So, nachdem mir mein Nachbar letzte Woche noch die neuen TKC80 Gen2 montiert hatte, war ich am Wochenende gute 600 km auf gemischter Straßen- und Schottertour unterwegs, und möchte euch mal meine ersten, nicht professionellen Eindrücke schildern.
Die Anfahrt zum Treffpunkt (circa 60 km) erfolgte im Trockenen und war damit ideal zum Einfahren der Reifen. Da mein Nachbar von Sportmotorrädern kommt, hatte er es mit dem Luftdruck etwas übertrieben. 2,5 bar finde ich dann doch etwas viel für eine Enduro 🙈
Also am Treffpunkt auf circa 1,6-1,7 bar abgesenkt. Dann ging es los auf eine schöne, entspannte Runde mit circa 40 % Schotteranteil (natürlich waren da auch ein paar weiche Straßen durch den Wald dabei).
Am Sonntag hat es uns dann leider am Nachmittag noch mit Gewittern erwischt. Der Vorteil war, dass die Staubentwicklung deutlich geringer wurde. Über die Nachteile von Regen brauche ich euch wohl nichts zu sagen 🤪
Insgesamt kann ich folgendes erstes Fazit ziehen:
Grip auf trockener Straße: einwandfrei, hier habe ich auch nichts anderes erwartet.
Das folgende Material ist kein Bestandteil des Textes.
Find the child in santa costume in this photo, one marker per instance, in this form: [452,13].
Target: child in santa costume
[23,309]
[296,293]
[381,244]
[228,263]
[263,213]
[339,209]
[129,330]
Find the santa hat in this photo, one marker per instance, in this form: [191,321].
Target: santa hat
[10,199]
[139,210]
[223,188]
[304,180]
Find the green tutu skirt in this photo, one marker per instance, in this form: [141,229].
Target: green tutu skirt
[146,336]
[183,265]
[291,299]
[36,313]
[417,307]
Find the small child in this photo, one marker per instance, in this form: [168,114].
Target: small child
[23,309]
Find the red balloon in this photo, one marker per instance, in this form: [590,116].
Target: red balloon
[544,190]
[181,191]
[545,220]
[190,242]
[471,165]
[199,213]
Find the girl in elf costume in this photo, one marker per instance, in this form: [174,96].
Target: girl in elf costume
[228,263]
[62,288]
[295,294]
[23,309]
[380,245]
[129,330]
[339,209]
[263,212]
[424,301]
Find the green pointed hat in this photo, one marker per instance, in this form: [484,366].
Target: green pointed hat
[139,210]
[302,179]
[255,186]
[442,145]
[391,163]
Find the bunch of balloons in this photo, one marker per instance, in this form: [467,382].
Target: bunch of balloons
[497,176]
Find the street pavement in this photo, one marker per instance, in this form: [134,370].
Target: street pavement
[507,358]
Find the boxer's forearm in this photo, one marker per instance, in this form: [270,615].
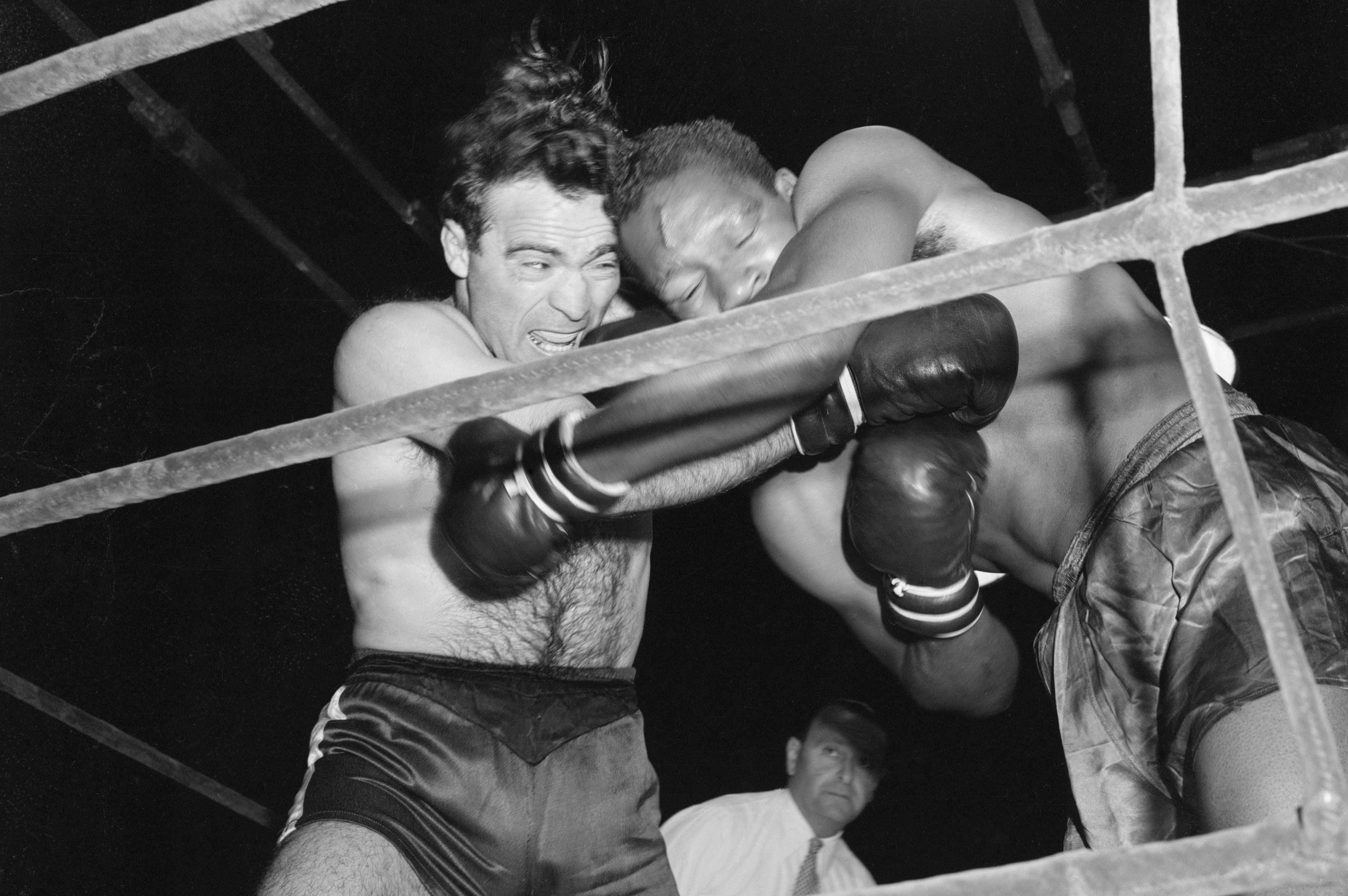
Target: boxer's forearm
[707,410]
[708,476]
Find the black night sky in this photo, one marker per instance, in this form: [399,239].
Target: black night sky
[139,316]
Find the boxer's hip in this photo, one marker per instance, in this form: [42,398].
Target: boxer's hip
[487,776]
[1156,638]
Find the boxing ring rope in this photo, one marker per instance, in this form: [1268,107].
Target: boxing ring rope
[142,45]
[1307,846]
[134,748]
[258,46]
[172,131]
[1138,229]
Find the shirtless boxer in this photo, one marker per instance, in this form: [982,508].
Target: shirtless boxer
[1098,488]
[487,740]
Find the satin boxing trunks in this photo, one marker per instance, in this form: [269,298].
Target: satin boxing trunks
[1155,638]
[493,779]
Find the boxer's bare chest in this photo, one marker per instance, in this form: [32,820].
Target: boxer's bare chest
[410,595]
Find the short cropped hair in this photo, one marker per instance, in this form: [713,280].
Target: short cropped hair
[662,153]
[538,120]
[859,727]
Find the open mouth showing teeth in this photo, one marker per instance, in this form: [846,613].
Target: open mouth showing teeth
[550,343]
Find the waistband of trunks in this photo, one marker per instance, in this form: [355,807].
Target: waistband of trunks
[544,678]
[1176,430]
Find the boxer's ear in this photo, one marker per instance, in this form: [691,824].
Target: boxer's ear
[793,755]
[455,243]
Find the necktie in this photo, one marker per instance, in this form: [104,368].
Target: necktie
[808,882]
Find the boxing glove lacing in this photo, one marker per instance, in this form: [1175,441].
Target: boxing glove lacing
[603,495]
[898,588]
[847,387]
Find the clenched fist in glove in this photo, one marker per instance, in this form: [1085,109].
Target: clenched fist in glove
[913,511]
[960,356]
[514,496]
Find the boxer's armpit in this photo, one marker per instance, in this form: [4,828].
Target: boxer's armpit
[711,476]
Grip auf Schotter: für alles, was ich in Deutschland so an Schotterwegen kenne, wird der Reifen völlig ausreichen. Ich persönlich fand ihn präziser und gripfreudiger als den vorher montierten Mitas E07. Allerdings muss ich auch sagen, dass der Pirelli MT 21, den ich auf meiner vorherigen XT 660 Tenere gefahren hatte, mir im Schotter noch etwas präziser erscheint, insbesondere wenn der Untergrund sehr weich ist (Schwimmschotter). Mir ist allerdings bewusst, dass man diese beiden Motorräder nicht 100%ig vergleichen kann.
Die letzten Stunden im Regen haben einen guten Eindruck hinterlassen. Natürlich sind wir etwas langsamer gefahren, aber ich hatte mit den Reifen, keinerlei Rutscher oder andere brenzlige Situationen. Hier ist er dem Pirelli MT 21 eindeutig überlegen.
Und zum Abschluss noch ein Blick auf den Verschleiß: der Pirelli hat zum Beispiel auf der HardAlpiTour nach circa 900 km massiven Verschleiß mit vielen Rissen, ausgebrochenen Ecken und stark abgerundeten Kanten gezeigt.
Der Conti nach jetzt gut 600 km ist gerade mal eingefahren und zeigt nur ganz geringe Abrundung an den Stollen. Natürlich kann ich die Schotterwege hier nicht mit dem scharfkantigen Schotter in den Westalpen vergleichen. Außerdem waren wir auf der HardAlpiTour immer deutlich flotter unterwegs. Andererseits hatte die Yamaha auch nur 48 PS.
Insgesamt bin ich mit dem Conti sehr zufrieden, für einen 50/50 Reifen macht er seine Sache sehr gut.
Im Herbst auf der HAT werden wir dann sehen, wie er sich auf den dortigen Wegen schlägt.